The time issue is annoying but we can deal with annoyance. The memory issue is more important. We’re running on 32 bit Linux and our processes can exceed 4 GB of memory when exporting large sheets. This is of course a big no-no and things go badly from there.
So what to do?
Here’s the thing: 500,000 rows takes up a lot of memory in xlwt. This is memory that really isn’t doing much since once I’ve written a row I’m not going to revisit it. So I’ve created a hack which allows a worksheet to dump any rows that it currently has to a temp file. I currently dump every few thousand rows. I also tried some more complex stuff, but this worked well, wasn’t complicated, and doesn’t change much if you don’t use it.
Here’s some code that writes (only) 100,000 lines, each with 20 columns:
import guppy
import xlwt
import time
h = guppy.hpy()
print h.heap()
def write():
workbook = xlwt.Workbook()
row = 0
sheet_index = 0
ws = workbook.add_sheet("foo" + str(sheet_index))
for i in xrange(100000):
for col in xrange(20):
ws.write(row, col, i+col)
row += 1
if row%1000 == 0:
ws.flush_row_data()
if row > 65000:
print h.heap()
sheet_index += 1
ws = workbook.add_sheet("foo" + str(sheet_index))
row = 0
print h.heap()
workbook.save("temp2.xls")
print h.heap()
start = time.time()
write()
print h.heap()
diff = time.time() - start
print "xl gen time: ", diff
With the hack it runs (on my laptop) in 65.9 seconds and consumes a maximum of 3,997,048 bytes according to guppy.
Without the hack (comment out lines 22 and 23 to prevent the data flush) it runs in 151.12 seconds and gets up to 142,148,720 bytes.
So the hacked verson is 2.39 times faster and uses about 1/35th the memory. The xls files that are output are the same.
So I think that I’ve got a clear win for large sheets and even medium sized sheets and it only requires one or two lines of code on the user’s part to get this win.
Another thing I needed was to be able to arbitrarily insert a sheet into a workbook. This is because the client wants the summary data up front and I’m calculating that from the detailed data. But it makes sense to write the detailed data out first and then calculate as I write. So I made a minor change that allowed me to do that.
Finally, some time ago I was talking to John Machin on the python excel list about “rows to repeat at top” functionality. This allows you to have column headers repeat on printed pages. This is different from “frozen rows” which allows you to have column headers stay in place while you scroll through a spreadsheet that is onscreen. Note that xlwt already has support for frozen rows and columns.

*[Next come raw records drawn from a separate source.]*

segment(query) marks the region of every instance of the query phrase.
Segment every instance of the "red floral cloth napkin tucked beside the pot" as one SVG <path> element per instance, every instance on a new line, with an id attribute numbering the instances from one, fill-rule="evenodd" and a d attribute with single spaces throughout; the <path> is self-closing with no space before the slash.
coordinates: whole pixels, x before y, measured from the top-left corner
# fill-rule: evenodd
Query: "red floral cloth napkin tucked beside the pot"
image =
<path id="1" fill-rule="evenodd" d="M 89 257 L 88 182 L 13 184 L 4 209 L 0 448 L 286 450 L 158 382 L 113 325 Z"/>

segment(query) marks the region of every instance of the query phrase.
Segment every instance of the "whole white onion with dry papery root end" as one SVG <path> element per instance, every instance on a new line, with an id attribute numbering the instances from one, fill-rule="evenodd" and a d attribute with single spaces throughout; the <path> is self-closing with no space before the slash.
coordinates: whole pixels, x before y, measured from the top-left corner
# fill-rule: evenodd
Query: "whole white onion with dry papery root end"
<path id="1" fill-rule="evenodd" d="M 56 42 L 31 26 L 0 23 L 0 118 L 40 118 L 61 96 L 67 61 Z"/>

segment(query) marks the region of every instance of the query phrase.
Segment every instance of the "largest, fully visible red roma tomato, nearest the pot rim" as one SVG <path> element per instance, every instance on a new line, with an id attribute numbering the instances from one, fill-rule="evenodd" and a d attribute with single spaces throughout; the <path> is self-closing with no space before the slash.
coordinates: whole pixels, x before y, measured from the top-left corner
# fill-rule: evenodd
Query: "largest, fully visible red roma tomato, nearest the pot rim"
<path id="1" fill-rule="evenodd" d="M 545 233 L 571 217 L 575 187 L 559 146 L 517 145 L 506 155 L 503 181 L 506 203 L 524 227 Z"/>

I found the start of rows to repeat functionality in an alpha of pyExcellerator (sp?) and started to add it to xlwt. Note that this wasn’t too hard since xlwt is a fork of that project. John Machin responded with cleaned up code that worked better than mine did, but which isn’t yet included in xlwt. While the code works well, it has a flaw in my mind. When setting the rows to repeat you had to do it through the workbook object and supply a worksheet index. This makes sense from when you consider it from the point of view of the Excel file format, since this information is contained in the workbook and points to a worksheet rather than being contained in a worksheet. But from an api point of view this struck me as a bad idea. Since you’re specifying rows to repeat in a worksheet the functionality should reside in the worksheet object. Also, I’d mucked up the worksheet index concept by allowing a user to insert a worksheet earlier in the list. So you could invalidate an index prior to writing out the xls file.
Thus I hacked some more and put the methods in the worksheet object, but the data only gets written when the sheet is written, so you can insert sheets all you want until that point without messing anything up.
In summary I think xlwt is a pretty great project that has been very useful in my work. But the fact that it is open source makes it even more useful to me. I’ll be submitting my changes against rev 3519 of xlwt back to John Machin, but even if he doesn’t incorporate them, I’ve got them for my own use now, and so do you if you want them.